Bisplit graphs -- A Structural and algorithmic study

A dominating set $S$ of a graph $G(V,E)$ is called a \textit{secure dominating set} if each vertex $u \in V(G) \setminus S$ is adjacent to a vertex $v \in S$ such that $(S \setminus \{v\}) \cup \{u\}$ is a dominating set of $G$. The \textit{secure domination number} $γ_s(G)$ of $G$ is the minimum cardinality of a secure dominating set of $G$. The \textit{Minimum Secure Domination problem} is to find a secure dominating set of a graph $G$ of cardinality $γ_s(G)$. In this paper, the computational complexity of the secure domination problem on several graph classes is investigated. The decision version of secure domination problem was shown to be NP-complete on star(comb) convex split graphs and bisplit graphs.
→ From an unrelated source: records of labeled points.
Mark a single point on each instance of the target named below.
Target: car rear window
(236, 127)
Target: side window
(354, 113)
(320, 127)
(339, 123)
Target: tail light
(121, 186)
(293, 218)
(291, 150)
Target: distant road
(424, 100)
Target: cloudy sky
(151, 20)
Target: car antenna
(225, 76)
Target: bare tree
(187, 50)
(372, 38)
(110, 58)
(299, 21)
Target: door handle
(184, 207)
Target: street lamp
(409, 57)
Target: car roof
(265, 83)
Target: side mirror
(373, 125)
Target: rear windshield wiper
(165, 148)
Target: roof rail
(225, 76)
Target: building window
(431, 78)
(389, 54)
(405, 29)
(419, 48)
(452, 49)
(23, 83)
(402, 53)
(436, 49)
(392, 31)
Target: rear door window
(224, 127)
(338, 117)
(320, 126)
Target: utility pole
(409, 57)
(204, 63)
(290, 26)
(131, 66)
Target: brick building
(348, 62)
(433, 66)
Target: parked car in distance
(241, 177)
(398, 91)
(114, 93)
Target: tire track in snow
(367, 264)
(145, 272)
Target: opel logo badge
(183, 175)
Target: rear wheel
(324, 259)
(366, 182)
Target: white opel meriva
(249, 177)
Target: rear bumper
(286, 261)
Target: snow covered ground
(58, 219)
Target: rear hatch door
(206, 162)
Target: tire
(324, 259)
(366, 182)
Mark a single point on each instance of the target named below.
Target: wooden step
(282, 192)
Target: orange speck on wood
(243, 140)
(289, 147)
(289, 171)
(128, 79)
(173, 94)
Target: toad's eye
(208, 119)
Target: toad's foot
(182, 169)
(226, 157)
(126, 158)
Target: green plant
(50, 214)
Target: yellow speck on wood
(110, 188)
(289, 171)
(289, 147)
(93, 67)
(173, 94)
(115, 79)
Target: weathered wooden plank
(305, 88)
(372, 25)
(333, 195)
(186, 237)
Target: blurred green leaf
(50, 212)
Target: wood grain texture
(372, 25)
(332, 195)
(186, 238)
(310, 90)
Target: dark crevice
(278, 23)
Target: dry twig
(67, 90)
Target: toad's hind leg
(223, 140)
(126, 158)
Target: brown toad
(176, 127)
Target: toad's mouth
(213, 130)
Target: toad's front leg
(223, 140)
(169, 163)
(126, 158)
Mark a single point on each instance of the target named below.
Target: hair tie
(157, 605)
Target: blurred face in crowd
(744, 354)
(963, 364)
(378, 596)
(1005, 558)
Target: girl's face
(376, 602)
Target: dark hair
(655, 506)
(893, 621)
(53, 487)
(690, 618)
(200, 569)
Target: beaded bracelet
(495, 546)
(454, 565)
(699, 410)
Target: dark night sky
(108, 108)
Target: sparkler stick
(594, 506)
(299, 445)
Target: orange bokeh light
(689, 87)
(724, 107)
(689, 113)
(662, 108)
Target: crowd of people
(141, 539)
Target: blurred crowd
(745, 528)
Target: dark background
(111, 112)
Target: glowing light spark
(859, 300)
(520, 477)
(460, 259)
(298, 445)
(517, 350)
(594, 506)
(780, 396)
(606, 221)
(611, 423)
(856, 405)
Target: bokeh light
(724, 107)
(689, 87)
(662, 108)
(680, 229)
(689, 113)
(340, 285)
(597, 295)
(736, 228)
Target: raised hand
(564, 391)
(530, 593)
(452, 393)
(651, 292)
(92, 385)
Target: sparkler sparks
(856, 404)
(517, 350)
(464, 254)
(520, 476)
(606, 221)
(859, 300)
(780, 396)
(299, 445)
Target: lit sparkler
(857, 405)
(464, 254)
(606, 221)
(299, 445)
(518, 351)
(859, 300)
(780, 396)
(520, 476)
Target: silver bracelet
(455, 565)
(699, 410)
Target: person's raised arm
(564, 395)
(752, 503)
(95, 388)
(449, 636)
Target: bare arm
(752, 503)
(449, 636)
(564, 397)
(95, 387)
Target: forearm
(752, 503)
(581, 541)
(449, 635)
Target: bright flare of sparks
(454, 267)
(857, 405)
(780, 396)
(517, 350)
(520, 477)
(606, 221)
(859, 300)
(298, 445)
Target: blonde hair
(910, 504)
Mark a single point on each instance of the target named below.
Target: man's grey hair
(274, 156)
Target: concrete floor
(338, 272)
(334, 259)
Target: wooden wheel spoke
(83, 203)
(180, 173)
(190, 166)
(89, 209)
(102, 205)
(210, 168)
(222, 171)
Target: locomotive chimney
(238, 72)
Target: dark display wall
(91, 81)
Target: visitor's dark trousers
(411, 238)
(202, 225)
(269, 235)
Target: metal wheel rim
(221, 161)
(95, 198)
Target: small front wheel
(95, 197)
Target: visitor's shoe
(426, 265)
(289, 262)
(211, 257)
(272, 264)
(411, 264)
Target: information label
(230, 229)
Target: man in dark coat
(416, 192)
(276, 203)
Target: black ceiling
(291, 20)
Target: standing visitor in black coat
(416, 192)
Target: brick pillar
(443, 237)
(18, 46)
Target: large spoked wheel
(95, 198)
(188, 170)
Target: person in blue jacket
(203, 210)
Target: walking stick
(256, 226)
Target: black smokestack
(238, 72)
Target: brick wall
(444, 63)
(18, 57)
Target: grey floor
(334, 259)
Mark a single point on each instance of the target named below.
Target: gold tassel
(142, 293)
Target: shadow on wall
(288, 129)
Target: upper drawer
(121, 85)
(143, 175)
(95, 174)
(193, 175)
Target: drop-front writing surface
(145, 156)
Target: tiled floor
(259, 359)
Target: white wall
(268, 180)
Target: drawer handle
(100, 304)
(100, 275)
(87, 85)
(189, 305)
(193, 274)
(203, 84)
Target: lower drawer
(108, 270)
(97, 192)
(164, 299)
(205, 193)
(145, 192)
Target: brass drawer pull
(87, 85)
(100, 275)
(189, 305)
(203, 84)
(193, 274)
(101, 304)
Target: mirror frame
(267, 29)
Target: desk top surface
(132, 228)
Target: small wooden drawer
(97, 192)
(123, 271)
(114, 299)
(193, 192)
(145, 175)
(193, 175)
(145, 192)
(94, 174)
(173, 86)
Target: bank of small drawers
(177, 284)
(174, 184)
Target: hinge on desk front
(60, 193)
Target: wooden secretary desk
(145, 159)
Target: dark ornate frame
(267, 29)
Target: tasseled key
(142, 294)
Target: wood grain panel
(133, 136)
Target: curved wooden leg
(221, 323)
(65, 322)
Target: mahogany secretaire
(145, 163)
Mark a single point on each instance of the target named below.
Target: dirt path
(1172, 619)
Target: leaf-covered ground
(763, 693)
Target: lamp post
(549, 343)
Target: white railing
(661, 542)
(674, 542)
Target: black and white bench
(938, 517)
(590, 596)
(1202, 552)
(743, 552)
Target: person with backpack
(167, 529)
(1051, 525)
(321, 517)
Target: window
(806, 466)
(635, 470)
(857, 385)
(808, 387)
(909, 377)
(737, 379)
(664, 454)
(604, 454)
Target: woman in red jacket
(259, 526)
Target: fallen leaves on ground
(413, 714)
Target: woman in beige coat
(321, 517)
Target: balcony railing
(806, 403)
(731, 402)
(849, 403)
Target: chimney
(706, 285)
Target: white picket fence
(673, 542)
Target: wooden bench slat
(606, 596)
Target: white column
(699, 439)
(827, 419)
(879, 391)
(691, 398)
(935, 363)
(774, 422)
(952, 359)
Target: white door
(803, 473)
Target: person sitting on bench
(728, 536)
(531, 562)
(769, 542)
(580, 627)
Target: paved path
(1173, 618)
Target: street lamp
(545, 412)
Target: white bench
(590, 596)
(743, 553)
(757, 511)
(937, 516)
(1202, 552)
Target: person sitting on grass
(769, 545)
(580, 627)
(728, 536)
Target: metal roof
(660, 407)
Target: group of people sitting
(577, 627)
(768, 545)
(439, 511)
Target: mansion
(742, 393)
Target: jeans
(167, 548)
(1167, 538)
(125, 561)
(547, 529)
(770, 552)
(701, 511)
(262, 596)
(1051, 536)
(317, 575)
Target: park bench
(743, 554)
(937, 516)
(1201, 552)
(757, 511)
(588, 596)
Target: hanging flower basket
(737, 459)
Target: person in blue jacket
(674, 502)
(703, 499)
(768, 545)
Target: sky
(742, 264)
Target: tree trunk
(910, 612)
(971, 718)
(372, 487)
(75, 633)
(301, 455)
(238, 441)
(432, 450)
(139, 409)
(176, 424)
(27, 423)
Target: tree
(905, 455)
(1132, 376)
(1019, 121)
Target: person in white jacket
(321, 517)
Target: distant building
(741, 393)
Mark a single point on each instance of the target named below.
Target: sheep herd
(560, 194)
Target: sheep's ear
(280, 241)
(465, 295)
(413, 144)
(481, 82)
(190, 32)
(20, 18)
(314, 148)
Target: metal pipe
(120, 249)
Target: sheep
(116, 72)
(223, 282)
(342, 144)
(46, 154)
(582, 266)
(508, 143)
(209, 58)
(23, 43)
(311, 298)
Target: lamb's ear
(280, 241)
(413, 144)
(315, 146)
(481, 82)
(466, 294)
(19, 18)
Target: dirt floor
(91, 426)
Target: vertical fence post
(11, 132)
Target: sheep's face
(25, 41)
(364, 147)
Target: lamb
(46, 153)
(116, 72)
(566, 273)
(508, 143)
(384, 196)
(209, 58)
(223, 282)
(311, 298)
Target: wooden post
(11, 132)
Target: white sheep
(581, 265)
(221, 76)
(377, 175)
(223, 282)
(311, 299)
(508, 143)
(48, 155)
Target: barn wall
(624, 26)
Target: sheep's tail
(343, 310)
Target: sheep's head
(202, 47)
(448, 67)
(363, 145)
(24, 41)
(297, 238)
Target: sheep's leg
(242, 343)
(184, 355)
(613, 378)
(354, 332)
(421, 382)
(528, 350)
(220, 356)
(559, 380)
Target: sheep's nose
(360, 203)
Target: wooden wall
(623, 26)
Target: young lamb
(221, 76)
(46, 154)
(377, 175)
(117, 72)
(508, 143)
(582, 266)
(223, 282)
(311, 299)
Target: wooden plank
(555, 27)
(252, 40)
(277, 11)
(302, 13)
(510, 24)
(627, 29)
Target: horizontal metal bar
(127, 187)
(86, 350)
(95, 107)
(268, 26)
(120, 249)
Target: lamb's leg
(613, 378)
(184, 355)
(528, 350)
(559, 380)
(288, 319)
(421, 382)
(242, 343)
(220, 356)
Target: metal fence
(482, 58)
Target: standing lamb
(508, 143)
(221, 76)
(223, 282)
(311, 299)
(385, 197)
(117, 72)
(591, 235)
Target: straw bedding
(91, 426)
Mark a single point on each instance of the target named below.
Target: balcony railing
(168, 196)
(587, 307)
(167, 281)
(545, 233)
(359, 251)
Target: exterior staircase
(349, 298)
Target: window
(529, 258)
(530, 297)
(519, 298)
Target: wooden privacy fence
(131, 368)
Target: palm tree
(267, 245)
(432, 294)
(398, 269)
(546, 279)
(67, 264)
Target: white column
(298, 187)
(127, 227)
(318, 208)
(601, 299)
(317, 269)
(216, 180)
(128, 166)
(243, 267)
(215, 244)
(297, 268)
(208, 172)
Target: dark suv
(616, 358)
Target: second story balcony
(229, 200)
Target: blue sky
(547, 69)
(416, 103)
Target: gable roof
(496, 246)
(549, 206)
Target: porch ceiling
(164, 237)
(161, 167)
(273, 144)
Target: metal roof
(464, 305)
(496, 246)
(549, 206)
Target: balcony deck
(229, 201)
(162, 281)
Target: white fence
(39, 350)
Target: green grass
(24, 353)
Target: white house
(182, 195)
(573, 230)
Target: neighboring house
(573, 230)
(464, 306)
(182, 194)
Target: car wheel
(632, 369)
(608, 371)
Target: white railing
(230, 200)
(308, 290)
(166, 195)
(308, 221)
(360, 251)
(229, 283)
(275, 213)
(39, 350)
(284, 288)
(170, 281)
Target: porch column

So we further focus on complexity analysis of secure domination problem under additional structural restrictions on bisplit graphs. In particular, by imposing chordality as a parameter, we analyse its impact on the computational status of the problem on bisplit graphs. We establish the P versus NP-C dichotomy status of secure domination problem under restrictions on cycle length within bisplit graphs. In addition, we establish that the problem is polynomial-time solvable in chain graphs. We also prove that the secure domination problem cannot be approximated for a bisplit graph within a factor of $(1-ε)~ln~|V|$ for any $ε> 0$, unless $NP \subseteq DTIME(|V|^{O(log~log~|V|)})$.